We took over protective rights in Greenland largely for the same precautionary reasons. If Germany is to conquer, we do not want Greenland to be used as a springboard to this continent. It is not that we fear immediate Nazi occupation of Greenland. We still have control of the seas. We established certain bases on the south coast of Greenland to augment that control and as a precautionary measure.
However, the Battle of Crete, this last spring, taught many things. It demonstrated the possibility of air-borne invasion of unpopulated areas. Defense measures theretofore considered sufficient for Iceland were strengthened. American troops were added. We strengthened our own bases in south Greenland. The Luftwaffe, not just Nazi surface raiders and submarines, was considered our real enemy.
The British-Canadian-Norwegian Spitzbergen raid of September 9 was more than just another Lofoten Islands raid—a venture for prestige. Though the extent of the Spitzbergen occupation following the raid is not presently known, it must be assumed that the expedition was not merely the hit- and-run affair related by the press. The strategic importance of Spitzbergen in northern warfare has long been recognized. Prime Minister Churchill spoke of it as a valuable sea and air base—a “northern front against Hitler.” Nazi convoys are the more vulnerable with Spitzbergen in the hands of the Allies. It is not likely that the Spitzbergen expeditionary force, led by the Canadian General A. E. Potts, satisfied itself in destroying the radio station at South Cape and burning a few tons of low grade coal. That, it is submitted, was a pictorial smoke screen. Naval strategy certainly required General Potts’ force to remain, though naval tactics may also have required making it appear that it had left.
This brings us to the question of Germany’s efforts in the area in question. Little is known of her present efforts, but much can be surmised. Hitler has vowed destruction of shipping bound for the British Isles, and he has already taken such steps as he can to implement his threat. An examination of the map, coupled with an appreciation of what aircraft can do, indicates that Hitler’s future steps will be directed toward the continent of Greenland. Nor is there much our present forces in Greenland or in Iceland could do to prevent him. The Canadians in Spitzbergen could do much more. So could we, were we properly established in the middle of the Greenland Sea on Jan Mayen.

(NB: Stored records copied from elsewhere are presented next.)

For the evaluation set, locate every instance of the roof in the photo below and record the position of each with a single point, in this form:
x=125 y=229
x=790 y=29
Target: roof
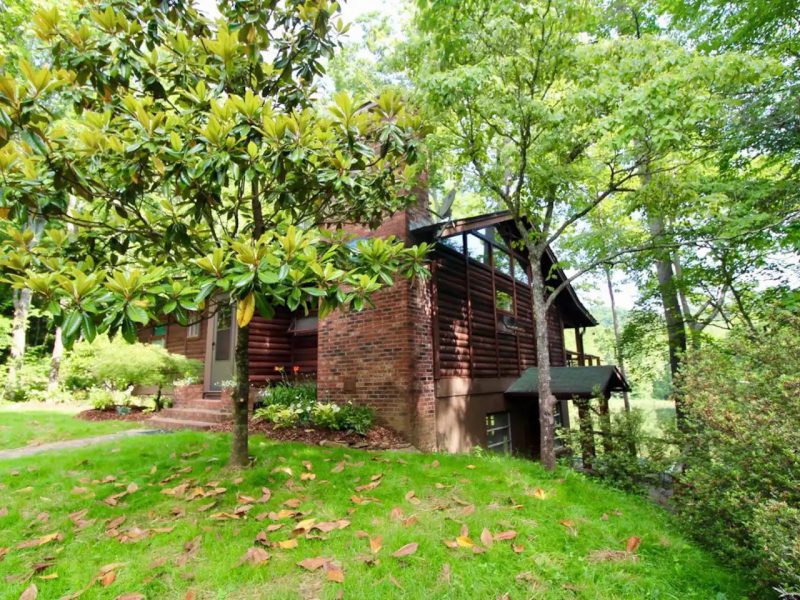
x=567 y=382
x=574 y=312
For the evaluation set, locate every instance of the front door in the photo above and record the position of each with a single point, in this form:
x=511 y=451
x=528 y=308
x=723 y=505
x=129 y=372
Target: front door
x=222 y=347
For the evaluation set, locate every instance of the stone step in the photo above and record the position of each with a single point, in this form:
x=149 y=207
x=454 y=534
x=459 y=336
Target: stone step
x=202 y=404
x=204 y=415
x=167 y=423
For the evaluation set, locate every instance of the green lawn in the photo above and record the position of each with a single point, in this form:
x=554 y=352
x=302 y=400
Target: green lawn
x=27 y=424
x=570 y=533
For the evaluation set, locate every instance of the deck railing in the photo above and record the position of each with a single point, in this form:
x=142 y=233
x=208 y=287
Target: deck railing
x=575 y=359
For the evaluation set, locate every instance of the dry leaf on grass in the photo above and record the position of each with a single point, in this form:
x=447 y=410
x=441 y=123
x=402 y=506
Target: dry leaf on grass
x=255 y=556
x=632 y=544
x=406 y=550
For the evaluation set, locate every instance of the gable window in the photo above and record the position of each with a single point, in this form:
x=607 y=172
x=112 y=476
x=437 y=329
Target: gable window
x=498 y=432
x=478 y=249
x=456 y=242
x=503 y=301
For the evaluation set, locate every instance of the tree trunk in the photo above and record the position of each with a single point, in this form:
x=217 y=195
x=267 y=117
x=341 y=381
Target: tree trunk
x=547 y=423
x=55 y=361
x=240 y=455
x=617 y=342
x=588 y=451
x=19 y=326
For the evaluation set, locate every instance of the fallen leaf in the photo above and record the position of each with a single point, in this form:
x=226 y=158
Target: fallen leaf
x=334 y=573
x=375 y=544
x=312 y=564
x=108 y=578
x=255 y=556
x=406 y=550
x=486 y=538
x=633 y=544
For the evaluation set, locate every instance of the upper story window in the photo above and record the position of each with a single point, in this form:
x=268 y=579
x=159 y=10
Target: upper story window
x=478 y=249
x=456 y=242
x=193 y=330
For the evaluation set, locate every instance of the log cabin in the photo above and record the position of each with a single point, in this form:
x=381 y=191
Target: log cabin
x=449 y=362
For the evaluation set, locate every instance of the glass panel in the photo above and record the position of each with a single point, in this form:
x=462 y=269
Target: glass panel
x=521 y=272
x=477 y=249
x=504 y=301
x=502 y=262
x=498 y=432
x=222 y=346
x=456 y=242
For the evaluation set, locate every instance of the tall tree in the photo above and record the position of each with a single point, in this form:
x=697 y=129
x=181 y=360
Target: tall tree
x=203 y=167
x=552 y=120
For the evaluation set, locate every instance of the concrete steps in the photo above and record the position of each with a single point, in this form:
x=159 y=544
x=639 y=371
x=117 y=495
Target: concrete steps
x=168 y=423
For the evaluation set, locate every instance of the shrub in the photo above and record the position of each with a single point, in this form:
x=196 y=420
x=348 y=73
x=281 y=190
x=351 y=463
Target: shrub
x=356 y=418
x=118 y=365
x=290 y=404
x=742 y=448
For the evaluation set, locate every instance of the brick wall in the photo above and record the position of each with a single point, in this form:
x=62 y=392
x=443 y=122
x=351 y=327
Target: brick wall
x=383 y=356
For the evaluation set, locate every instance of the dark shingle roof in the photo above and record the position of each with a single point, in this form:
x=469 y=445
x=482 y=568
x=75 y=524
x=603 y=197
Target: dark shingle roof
x=567 y=382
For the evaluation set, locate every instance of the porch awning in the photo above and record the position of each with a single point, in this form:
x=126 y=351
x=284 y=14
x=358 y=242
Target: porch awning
x=569 y=382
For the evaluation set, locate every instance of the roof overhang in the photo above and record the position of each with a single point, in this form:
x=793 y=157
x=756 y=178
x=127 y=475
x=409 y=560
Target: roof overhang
x=571 y=382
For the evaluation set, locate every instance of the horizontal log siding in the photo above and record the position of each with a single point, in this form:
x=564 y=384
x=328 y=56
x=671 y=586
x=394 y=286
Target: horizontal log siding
x=471 y=347
x=272 y=346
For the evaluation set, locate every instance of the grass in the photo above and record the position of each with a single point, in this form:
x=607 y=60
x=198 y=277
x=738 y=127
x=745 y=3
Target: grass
x=28 y=425
x=565 y=525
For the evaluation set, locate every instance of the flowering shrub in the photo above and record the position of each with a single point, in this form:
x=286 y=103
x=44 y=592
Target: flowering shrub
x=291 y=405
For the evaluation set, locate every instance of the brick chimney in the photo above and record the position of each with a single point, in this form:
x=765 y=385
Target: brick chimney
x=382 y=357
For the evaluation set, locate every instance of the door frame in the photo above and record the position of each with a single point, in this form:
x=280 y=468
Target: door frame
x=211 y=340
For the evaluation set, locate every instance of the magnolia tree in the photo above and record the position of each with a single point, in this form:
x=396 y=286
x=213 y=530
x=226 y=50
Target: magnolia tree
x=195 y=165
x=539 y=111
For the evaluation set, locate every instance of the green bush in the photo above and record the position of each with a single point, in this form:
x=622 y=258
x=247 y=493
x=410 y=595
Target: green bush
x=291 y=404
x=356 y=418
x=118 y=365
x=741 y=486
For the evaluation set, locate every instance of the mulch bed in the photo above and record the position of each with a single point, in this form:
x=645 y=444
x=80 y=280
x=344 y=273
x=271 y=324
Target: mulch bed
x=110 y=414
x=378 y=438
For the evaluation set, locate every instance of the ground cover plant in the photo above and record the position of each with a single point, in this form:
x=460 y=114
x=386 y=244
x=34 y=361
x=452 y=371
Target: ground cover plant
x=21 y=426
x=160 y=516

Obviously, neither the south coast of Greenland nor the west coast on Davis Strait will provide bases from which the Nazis can operate. The ice conditions are wrong, such bases would be too vulnerable, and, so located, they could not readily be served by surface vessels operating from Europe.
Nor is it likely that King Frederick VI Land, and north of that King Christian IX Land, will provide Nazi air bases. Those are inhospitable shores, mist-shrouded and ice-bound most of the year. There are no towering mountain peaks along the southeast coast, and high precipices of inland ice come right down to the water. The breakings from this glacial front form thousands of icebergs every year which are swept southward by the polar current in a never ending stream. That does not make for dependable navigation.
Only north of Egede Land, in the area of Scoresby Sound, where the shore of Greenland turns toward the Pole at 70° N. latitude, is it likely that enemy air bases will be found. Kaiser Franz Joseph Fjord, and Muskox Fjord, and the inlets north of Cape Hold With Hope, near Eskimonaes and the former Norwegian radio and dog-breeding station at Myggbukta, are the most likely places.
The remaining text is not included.